Welcome Back, Carter

As Paul Ryan notes, “Simply put, the Jimmy Carter years look like the good old days compared to where we are right now.” Which sounds like a neat paraphrase of the headline from an article that the Insta-professor wrote a year ago in the Washington Examiner: “When Jimmy Carter is your best-case scenario, you’re in trouble:”

People on the right have been comparing President Obama with Jimmy Carter for a while now: The rise from nowhere via inexplicable press adulation, the smarmy moralizing, the excessive faith in his own abilities, the tendency of everything he touches to turn to crap — all seem eerily reminiscent of the Carter presidency.

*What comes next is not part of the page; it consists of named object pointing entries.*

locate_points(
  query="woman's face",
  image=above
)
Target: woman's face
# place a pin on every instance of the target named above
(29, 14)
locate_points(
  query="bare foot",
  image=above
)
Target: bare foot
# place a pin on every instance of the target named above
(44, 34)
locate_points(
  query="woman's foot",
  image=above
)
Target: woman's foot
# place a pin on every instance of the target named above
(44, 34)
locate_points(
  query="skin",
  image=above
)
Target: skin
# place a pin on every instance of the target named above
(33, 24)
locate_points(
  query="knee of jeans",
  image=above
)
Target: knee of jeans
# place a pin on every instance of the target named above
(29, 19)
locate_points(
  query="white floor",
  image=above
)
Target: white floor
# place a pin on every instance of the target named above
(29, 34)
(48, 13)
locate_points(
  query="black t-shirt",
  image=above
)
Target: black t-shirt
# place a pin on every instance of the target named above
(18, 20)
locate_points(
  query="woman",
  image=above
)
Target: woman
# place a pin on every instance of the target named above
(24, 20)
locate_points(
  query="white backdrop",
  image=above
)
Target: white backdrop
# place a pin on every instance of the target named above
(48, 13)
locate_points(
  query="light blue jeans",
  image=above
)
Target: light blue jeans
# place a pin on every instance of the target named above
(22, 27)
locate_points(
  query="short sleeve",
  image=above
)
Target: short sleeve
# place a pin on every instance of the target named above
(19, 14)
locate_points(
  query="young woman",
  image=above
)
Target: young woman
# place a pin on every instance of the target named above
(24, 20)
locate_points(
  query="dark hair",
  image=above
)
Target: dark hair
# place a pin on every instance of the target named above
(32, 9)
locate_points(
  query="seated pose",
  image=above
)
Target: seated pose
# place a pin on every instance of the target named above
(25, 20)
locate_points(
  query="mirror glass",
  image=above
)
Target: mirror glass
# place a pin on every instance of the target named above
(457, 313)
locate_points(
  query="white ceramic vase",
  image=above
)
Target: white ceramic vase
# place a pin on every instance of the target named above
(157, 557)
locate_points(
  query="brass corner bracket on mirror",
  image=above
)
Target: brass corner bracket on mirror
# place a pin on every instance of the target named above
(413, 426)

But now it’s people on the left who are saying the same thing. Trouble is, at this point a Carter rerun is probably a best-case scenario.

In the Washington Examiner today, Byron York notes a “New experience for Obama: GOP attacks and mockery:”

Why did the Obama campaign fumble the “are Americans better off than four years ago” question?

Why has President Obama been unable to put the “you didn’t build that” charge to rest?

And why has the campaign struggled to come up with a coherent response to the Republican convention? (Calling it a pack of lies doesn’t count.)

It’s hard to avoid the conclusion that, as Democrats begin their convention here in Charlotte, the Obama campaign is not hitting on all cylinders. The question is why a campaign that was so successful in 2008 is sputtering today.

Here’s a theory: Barack Obama has never in his life run against a sharp, determined and aggressive Republican opponent. Facing Mitt Romney, who is all three, is a new experience for the president.

In his article above, Glenn Reynolds noted Obama’s Carter-esque “rise from nowhere via inexplicable press adulation.” That’s the problem with being a fictional media construct — what happens when the media gives up on their creation?

“This is worse than normal, a lot less fun, and it feels impossible for us to change the conversation,” Walter Shapiro, who has covered nine presidential campaigns and now writes for Yahoo News and Columbia Journalism Review, told POLITICO.

Doesn’t sound like much joy on the JournoList at the moment.